Ketika ibu Tiara meninggal mendadak, tiba-tiba ayahnya punya kebiasaan baru.
Menulis surat. Setiap hari. Surat yang tidak pernah terkirim. Dan Tiara menyaksikan hidup menjauh dari mata ayahnya. Sosoknya ada, tetapi dia hidup dengan setengah nyawa.
Menyaksikan cinta ayah ibunya, Tiara percaya belahan jiwa itu ada, cinta sejati itu nyata. Tiara terkonsep untuk percaya bahwa sebuah cinta romantis yang tak lekang oleh maut, bukan hanya sekadar teori yang ada dalam novel dan film. Ia ingin dicintai sedalam itu. Penuh, utuh, dan setia.

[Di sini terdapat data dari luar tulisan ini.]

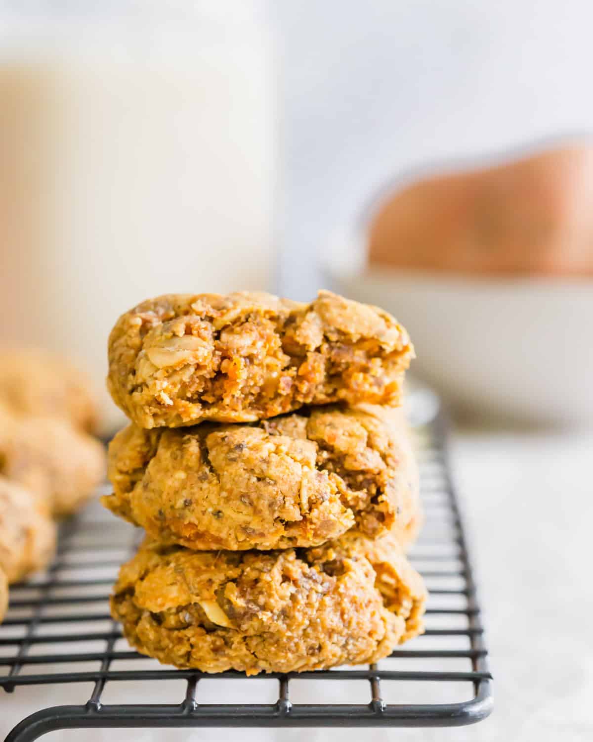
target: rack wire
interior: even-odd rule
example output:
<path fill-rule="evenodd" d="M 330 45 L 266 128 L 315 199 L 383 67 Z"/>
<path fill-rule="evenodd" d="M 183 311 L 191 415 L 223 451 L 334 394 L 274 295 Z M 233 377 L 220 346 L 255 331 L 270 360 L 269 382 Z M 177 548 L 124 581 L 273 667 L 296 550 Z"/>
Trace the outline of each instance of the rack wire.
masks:
<path fill-rule="evenodd" d="M 110 586 L 138 534 L 93 503 L 64 525 L 47 572 L 13 587 L 0 626 L 5 692 L 71 683 L 75 695 L 88 687 L 82 683 L 92 692 L 31 714 L 6 742 L 62 729 L 453 726 L 486 718 L 491 677 L 446 427 L 441 413 L 416 426 L 426 523 L 410 558 L 430 591 L 422 637 L 376 665 L 328 671 L 248 678 L 159 665 L 130 650 L 108 612 Z"/>

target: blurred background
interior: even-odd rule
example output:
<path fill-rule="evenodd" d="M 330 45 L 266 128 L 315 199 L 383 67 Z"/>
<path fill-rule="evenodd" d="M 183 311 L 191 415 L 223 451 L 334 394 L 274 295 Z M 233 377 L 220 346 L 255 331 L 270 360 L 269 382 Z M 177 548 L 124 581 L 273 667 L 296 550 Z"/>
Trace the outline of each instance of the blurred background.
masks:
<path fill-rule="evenodd" d="M 393 311 L 466 416 L 589 424 L 592 20 L 0 3 L 0 343 L 78 356 L 102 389 L 146 297 L 328 286 Z"/>
<path fill-rule="evenodd" d="M 592 738 L 592 26 L 588 0 L 0 1 L 1 347 L 103 390 L 144 298 L 331 287 L 397 316 L 462 421 L 497 710 L 398 740 Z"/>

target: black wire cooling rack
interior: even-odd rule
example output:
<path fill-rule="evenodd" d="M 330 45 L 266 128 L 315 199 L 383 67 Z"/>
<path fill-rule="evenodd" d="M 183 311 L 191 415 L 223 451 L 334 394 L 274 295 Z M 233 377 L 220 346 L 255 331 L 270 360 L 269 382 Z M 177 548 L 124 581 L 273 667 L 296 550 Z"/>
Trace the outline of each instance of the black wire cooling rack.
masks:
<path fill-rule="evenodd" d="M 130 650 L 108 613 L 137 535 L 93 504 L 64 524 L 45 574 L 12 588 L 0 626 L 0 686 L 13 694 L 0 698 L 0 720 L 24 686 L 71 684 L 78 703 L 33 713 L 6 742 L 64 729 L 453 726 L 486 717 L 491 675 L 446 425 L 438 415 L 416 430 L 426 523 L 410 556 L 431 594 L 423 636 L 377 665 L 325 672 L 247 678 L 159 665 Z"/>

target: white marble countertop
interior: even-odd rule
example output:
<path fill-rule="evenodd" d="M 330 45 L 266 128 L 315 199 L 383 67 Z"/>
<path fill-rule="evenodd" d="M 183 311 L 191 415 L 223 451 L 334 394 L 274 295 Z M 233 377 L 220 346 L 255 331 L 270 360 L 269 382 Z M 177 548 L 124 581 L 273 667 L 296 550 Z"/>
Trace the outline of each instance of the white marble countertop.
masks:
<path fill-rule="evenodd" d="M 488 719 L 449 729 L 75 730 L 44 739 L 292 742 L 304 734 L 311 742 L 593 739 L 593 433 L 466 429 L 454 436 L 452 453 L 491 651 L 495 707 Z M 0 696 L 0 738 L 36 709 L 79 703 L 75 690 L 21 688 Z"/>

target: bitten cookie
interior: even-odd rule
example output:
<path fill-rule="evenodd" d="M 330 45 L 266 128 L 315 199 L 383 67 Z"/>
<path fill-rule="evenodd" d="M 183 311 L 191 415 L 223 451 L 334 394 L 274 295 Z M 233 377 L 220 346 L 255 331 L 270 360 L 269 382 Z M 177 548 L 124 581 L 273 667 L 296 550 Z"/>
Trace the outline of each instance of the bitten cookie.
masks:
<path fill-rule="evenodd" d="M 28 487 L 58 516 L 74 512 L 103 481 L 105 453 L 64 420 L 0 410 L 0 472 Z"/>
<path fill-rule="evenodd" d="M 304 404 L 397 405 L 414 350 L 386 312 L 319 292 L 168 295 L 109 338 L 107 386 L 141 427 L 245 422 Z"/>
<path fill-rule="evenodd" d="M 162 663 L 256 674 L 376 662 L 422 633 L 425 598 L 390 535 L 268 552 L 147 540 L 120 571 L 111 612 Z"/>
<path fill-rule="evenodd" d="M 56 525 L 35 496 L 0 476 L 0 569 L 17 582 L 45 567 L 56 548 Z"/>
<path fill-rule="evenodd" d="M 109 450 L 102 502 L 164 543 L 192 549 L 314 546 L 355 524 L 402 545 L 421 521 L 400 409 L 303 408 L 256 424 L 146 430 Z"/>
<path fill-rule="evenodd" d="M 92 385 L 68 361 L 39 350 L 0 352 L 0 403 L 16 415 L 61 418 L 88 433 L 99 408 Z"/>
<path fill-rule="evenodd" d="M 1 567 L 0 567 L 0 623 L 4 620 L 6 610 L 8 608 L 8 580 Z"/>

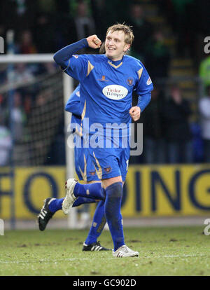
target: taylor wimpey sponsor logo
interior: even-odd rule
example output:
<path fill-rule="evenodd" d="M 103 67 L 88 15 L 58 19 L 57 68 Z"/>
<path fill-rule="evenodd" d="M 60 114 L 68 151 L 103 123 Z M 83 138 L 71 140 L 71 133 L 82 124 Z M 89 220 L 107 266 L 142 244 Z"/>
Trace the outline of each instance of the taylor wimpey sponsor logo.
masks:
<path fill-rule="evenodd" d="M 122 85 L 110 85 L 104 88 L 103 94 L 111 99 L 121 99 L 127 96 L 128 90 Z"/>

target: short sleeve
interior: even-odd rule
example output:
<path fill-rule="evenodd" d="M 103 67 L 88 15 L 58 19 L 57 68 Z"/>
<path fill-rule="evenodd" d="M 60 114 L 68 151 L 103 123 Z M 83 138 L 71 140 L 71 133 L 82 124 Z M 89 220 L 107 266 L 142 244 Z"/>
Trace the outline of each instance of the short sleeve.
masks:
<path fill-rule="evenodd" d="M 153 90 L 153 82 L 144 66 L 139 63 L 139 69 L 137 70 L 139 81 L 136 89 L 138 95 L 145 95 Z"/>
<path fill-rule="evenodd" d="M 66 69 L 63 71 L 69 76 L 81 82 L 87 76 L 88 57 L 85 55 L 73 55 L 66 62 Z"/>

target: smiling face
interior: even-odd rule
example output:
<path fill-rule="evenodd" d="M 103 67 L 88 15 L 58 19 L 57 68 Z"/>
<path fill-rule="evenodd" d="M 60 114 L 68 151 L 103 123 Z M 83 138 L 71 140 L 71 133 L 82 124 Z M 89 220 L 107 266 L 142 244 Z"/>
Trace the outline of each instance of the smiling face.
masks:
<path fill-rule="evenodd" d="M 106 36 L 105 50 L 107 57 L 112 60 L 120 60 L 125 53 L 130 47 L 125 41 L 125 33 L 117 30 L 111 32 L 109 31 Z"/>

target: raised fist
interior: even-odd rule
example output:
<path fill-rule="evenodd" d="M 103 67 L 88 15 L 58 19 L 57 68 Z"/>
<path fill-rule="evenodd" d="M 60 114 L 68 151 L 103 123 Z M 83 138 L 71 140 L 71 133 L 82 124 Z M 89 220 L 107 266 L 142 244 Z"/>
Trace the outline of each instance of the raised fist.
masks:
<path fill-rule="evenodd" d="M 99 48 L 102 45 L 102 41 L 95 34 L 87 37 L 86 39 L 88 42 L 88 46 L 92 48 Z"/>

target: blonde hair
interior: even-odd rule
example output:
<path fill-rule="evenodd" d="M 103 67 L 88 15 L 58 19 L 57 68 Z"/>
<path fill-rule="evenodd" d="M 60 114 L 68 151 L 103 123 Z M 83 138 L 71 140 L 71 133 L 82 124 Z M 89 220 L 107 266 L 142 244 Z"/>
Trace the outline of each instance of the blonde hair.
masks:
<path fill-rule="evenodd" d="M 132 42 L 134 39 L 134 36 L 133 34 L 132 30 L 131 29 L 132 26 L 125 25 L 124 23 L 117 23 L 116 25 L 112 25 L 108 28 L 106 37 L 108 32 L 114 32 L 121 31 L 123 32 L 125 34 L 125 42 L 126 44 L 130 44 L 132 46 Z"/>

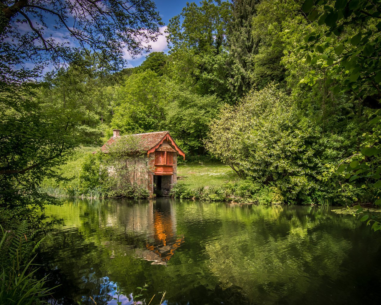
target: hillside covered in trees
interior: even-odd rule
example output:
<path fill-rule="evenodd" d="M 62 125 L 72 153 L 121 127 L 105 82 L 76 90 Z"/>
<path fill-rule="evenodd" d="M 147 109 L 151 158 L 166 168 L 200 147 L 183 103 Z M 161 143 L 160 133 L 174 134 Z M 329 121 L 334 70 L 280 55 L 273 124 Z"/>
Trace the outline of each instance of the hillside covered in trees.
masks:
<path fill-rule="evenodd" d="M 170 19 L 168 54 L 136 67 L 118 69 L 99 48 L 53 49 L 66 65 L 3 90 L 2 205 L 20 192 L 49 200 L 42 180 L 59 181 L 75 148 L 99 146 L 114 128 L 168 130 L 188 159 L 220 160 L 284 203 L 378 204 L 380 10 L 367 0 L 204 0 Z M 100 183 L 96 157 L 83 169 L 89 187 Z"/>

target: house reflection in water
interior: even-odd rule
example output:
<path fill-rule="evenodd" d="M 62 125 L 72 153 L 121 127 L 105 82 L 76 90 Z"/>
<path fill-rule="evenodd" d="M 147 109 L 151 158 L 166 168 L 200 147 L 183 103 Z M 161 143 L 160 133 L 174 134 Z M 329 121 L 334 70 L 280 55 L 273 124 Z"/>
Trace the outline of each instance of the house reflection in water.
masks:
<path fill-rule="evenodd" d="M 149 221 L 150 233 L 146 249 L 137 250 L 136 254 L 144 259 L 152 261 L 152 265 L 166 265 L 176 249 L 184 242 L 184 236 L 178 236 L 176 234 L 176 218 L 172 206 L 169 201 L 157 202 L 151 206 L 152 217 Z"/>

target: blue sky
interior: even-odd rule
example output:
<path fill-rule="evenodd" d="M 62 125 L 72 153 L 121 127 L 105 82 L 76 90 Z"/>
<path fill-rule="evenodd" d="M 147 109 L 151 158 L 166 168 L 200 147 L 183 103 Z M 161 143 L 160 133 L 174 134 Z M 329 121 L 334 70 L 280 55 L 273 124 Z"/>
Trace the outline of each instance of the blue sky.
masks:
<path fill-rule="evenodd" d="M 160 29 L 162 35 L 159 36 L 157 41 L 150 43 L 152 47 L 151 51 L 163 51 L 166 53 L 168 51 L 168 48 L 167 47 L 166 39 L 164 32 L 166 28 L 169 19 L 181 13 L 182 8 L 186 5 L 187 2 L 193 2 L 186 1 L 185 0 L 154 0 L 154 2 L 156 3 L 157 10 L 160 13 L 160 16 L 165 25 Z M 198 4 L 199 0 L 194 2 Z M 149 53 L 145 53 L 138 56 L 135 59 L 131 58 L 128 55 L 126 54 L 125 56 L 128 61 L 128 66 L 136 67 L 139 66 L 143 62 L 148 54 Z"/>

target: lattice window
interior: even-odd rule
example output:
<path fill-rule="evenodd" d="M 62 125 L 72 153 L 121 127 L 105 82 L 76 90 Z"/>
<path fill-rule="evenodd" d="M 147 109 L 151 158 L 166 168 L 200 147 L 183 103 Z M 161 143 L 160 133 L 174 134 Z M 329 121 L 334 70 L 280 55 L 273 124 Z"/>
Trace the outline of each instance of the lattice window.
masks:
<path fill-rule="evenodd" d="M 172 156 L 172 152 L 167 152 L 167 164 L 168 165 L 172 165 L 173 164 L 173 158 Z"/>
<path fill-rule="evenodd" d="M 162 152 L 157 151 L 155 154 L 155 164 L 163 164 L 162 163 L 163 158 L 162 157 Z"/>

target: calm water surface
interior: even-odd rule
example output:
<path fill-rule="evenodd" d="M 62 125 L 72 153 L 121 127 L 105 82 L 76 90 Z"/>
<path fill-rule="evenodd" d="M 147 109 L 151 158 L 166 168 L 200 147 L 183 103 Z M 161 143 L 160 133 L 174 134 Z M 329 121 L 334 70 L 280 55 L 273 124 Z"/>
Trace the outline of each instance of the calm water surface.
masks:
<path fill-rule="evenodd" d="M 70 199 L 40 259 L 65 305 L 379 302 L 381 234 L 331 209 Z"/>

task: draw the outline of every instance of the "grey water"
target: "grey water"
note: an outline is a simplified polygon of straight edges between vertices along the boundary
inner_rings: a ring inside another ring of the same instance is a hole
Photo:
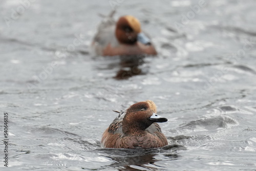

Sayang, cintanya selalu jatuh pada lelaki yang salah.
Seumur hidup, Tiara hanya pernah mencintai dua lelaki.
Ben, lelaki sempurna. Yang dengan setia ditunggunya enam tahun, tetapi kemudian mengkhianatinya. Lelaki yang ingin ia lupakan.
Dan Tristan, lelaki tepat. Tetapi datang terlambat, karena ia telah menjadi milik wanita lain. Lelaki yang harus ia lupakan.
Namun, takdir memiliki caranya sendiri. Ketika berusaha menjauh dan mengenyahkan rasa, Tiara dan Tristan justru dipertemukan kembali di kota paling romantis di dunia: Venesia.
Menghabiskan waktu setiap hari bersama, rasa yang belum sepenuhnya mengendap kembali naik ke permukaan. Sebagai wanita yang pernah merasakan sakitnya rasa pengkhianatan, kepala dan hati Tiara berperang.
Tiara harus memilih: membiarkan dirinya hanyut mengikuti hatinya meski tahu risikonya, atau mengubur cintanya sekali lagi demi menjaga harga diri dan moralitas.
Tapi... bisakah takdir benar-benar dihindari?
Catatan: Cerita tentang Bapak diilhami oleh kisah nyata.